There's a stereotype about comics being moody and dark and brooding because they're so deeply troubled and the comedy is merely an overcompensating coping mechanism to deal with all the blibbity blabbity scarring and hurt. Sure, a lot of comics, maybe most, get some necessary therapeutic value from writing and performing. But the scowling misanthrope who hates everything is mostly an affected cliche.
Writing "Dark Knight Returns" checks on a "Batusi" bank account
There's a group on Facebook called "Comedians Helping Comedians" and here are some samples of "advice" given to someone asking a question about being perceived as 'too mean' on stage by someone in the audience...

  • "Be meaner"
  • "I smile and nod. Then say "excuse me, I hear a beer calling my name" and walk away laughing."
  • "It sounds like you're mean."
  • "I'd just say "thanks for coming, I'm probably not your type of comic" and walk away."
  • "I complain to them about how sensitive they are"
  • "Sorry you didn't like it, but I know I'm not everyone's cup of tea. Besides, I treat the WHOLE audience the same."
  • "You can apologize, even if you don't mean it." (this one was mine)
  • "Let them complain but were you mean and funny or just mean? If you're just mean then you're a bitch and not a comedian."
  • "Say "Thank you!" and tell them you've never been so flattered, then try to give them a hug, sign an autograph and take a selfie with them. If that's part of your stage persona, own it."
  • "Kidnap them, take them to a damp basement, tie them to a chair, shine a light in their eyes and repeat the joke till they get it."
  • "I follow them to their car and press my asshole against their windshield."
  • "Tell them to fuck off."
  • "I told them to suck my dick...They had nothin to say after that...I can be mean..."

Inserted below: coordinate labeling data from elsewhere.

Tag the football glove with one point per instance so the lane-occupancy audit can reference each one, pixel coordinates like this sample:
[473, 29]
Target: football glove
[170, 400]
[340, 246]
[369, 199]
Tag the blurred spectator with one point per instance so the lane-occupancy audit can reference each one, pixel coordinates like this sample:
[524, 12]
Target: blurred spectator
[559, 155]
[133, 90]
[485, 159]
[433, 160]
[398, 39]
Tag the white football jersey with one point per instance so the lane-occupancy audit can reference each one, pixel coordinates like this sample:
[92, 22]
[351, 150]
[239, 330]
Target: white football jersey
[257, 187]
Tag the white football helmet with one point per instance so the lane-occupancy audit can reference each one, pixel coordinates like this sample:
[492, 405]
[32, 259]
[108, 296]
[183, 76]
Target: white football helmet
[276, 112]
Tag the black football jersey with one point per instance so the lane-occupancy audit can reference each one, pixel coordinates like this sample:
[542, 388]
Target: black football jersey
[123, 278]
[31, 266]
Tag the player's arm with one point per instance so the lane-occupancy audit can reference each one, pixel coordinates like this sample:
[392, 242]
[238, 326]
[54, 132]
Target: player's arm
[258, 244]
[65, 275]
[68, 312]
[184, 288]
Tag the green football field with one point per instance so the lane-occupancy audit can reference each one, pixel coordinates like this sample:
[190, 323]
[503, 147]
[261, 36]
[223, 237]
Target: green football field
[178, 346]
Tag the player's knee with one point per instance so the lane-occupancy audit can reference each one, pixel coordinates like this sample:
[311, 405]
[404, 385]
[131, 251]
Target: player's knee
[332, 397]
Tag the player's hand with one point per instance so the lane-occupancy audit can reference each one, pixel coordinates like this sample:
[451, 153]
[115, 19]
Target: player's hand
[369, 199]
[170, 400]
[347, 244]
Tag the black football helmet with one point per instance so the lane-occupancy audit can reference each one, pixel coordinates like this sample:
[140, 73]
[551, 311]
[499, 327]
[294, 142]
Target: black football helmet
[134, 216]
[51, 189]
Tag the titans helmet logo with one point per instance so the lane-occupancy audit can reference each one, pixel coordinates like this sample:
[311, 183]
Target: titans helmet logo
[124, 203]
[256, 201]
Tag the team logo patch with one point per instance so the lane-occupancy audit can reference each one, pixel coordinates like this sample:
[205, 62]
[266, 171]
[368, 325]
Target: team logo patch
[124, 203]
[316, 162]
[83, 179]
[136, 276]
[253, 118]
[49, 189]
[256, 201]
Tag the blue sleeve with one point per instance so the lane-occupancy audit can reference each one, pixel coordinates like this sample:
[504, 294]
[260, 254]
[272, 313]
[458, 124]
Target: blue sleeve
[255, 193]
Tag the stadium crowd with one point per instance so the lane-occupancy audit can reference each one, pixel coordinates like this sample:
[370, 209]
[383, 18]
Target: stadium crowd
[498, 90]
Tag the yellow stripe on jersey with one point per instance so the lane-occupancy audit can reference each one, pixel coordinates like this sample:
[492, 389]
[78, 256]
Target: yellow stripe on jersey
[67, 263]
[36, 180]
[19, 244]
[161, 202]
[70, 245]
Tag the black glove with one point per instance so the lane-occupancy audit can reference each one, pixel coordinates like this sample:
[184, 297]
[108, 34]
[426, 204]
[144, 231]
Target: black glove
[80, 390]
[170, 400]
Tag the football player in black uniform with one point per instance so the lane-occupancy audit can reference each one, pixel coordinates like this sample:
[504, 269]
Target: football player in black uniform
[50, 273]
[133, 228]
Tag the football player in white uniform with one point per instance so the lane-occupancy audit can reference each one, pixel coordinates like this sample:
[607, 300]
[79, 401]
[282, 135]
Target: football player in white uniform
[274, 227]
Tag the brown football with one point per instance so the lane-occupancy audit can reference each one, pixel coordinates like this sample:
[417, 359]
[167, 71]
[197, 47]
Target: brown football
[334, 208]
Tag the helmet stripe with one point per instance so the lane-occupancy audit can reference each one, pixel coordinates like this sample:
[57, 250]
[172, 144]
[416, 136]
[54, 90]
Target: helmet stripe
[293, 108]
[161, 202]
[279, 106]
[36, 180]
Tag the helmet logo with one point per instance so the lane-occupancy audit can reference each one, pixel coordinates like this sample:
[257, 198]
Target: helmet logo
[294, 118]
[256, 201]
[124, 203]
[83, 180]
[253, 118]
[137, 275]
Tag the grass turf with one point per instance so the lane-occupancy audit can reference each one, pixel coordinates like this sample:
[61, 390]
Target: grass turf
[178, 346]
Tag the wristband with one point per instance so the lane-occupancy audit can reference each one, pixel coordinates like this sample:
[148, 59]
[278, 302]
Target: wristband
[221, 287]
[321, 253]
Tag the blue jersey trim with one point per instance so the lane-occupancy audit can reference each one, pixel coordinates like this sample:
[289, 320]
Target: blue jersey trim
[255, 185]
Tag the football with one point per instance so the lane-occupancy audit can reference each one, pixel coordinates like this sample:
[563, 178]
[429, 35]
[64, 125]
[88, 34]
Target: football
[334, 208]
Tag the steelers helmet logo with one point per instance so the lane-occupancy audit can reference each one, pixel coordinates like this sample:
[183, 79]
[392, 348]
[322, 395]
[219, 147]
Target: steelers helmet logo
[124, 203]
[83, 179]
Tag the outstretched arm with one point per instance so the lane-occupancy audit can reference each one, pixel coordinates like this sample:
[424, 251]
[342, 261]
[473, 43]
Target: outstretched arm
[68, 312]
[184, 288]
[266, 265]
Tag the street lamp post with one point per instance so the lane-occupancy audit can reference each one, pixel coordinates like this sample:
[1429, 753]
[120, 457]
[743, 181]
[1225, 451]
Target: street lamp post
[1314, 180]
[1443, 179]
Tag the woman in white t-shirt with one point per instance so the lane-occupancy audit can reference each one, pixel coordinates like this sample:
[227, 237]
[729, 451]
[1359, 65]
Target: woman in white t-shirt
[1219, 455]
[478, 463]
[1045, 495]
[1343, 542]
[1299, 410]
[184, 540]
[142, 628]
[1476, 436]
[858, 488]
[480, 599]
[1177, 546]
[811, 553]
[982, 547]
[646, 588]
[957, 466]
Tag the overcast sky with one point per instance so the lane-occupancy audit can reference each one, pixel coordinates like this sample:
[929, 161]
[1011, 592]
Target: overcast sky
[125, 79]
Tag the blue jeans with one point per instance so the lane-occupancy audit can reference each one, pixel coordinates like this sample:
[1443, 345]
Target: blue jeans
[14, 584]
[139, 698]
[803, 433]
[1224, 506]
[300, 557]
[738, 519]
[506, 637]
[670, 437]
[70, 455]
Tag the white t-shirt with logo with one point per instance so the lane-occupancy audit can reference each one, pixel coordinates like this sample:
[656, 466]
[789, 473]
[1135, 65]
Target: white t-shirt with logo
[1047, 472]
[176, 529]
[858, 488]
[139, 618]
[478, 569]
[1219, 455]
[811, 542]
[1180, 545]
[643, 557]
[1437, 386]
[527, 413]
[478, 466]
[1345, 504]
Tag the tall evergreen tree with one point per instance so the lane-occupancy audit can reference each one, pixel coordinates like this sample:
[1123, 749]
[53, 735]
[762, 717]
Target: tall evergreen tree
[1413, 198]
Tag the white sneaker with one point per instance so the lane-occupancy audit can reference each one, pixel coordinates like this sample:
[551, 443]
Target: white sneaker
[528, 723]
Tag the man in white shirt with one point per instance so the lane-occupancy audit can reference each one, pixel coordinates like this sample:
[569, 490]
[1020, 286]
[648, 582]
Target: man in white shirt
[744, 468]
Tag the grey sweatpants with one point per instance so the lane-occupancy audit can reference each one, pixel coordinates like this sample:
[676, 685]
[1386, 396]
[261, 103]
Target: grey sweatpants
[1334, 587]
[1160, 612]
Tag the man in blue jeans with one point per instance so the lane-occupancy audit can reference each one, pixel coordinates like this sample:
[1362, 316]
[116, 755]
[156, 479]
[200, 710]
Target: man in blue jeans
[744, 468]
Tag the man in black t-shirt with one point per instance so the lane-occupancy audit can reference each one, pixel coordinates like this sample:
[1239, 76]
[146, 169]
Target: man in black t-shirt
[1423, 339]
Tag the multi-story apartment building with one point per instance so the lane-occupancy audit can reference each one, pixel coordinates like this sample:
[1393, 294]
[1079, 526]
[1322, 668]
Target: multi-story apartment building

Wow, what gritty, edgy and unhelpful (with the exception of mine) responses! Don't mess with those guys! Also, what a crock. I don't know any of these people (they're not local) but I know for a fact that not one of them would respond with a "fuck you" or something along those lines in reality. At least not if they're actually funny and/or a professional who wants to stay that way. And that's because in spite of how cool and aloof and prickly we think we want to come off, we're actually a lot more warm and fuzzy than we are sour and hard-boiled. Most of us are like Russell Howard here...

Yeah, there are comics who fantasize about saying "fuck you" to somebody in their audience. But there are a lot more who would rather have a story like this to tell.
And that's because it really is all about the LOLZ.

1 comment:

Jeff Hickmott said...

So glad you're a Russell Howard fan, Clark! We love him in this house!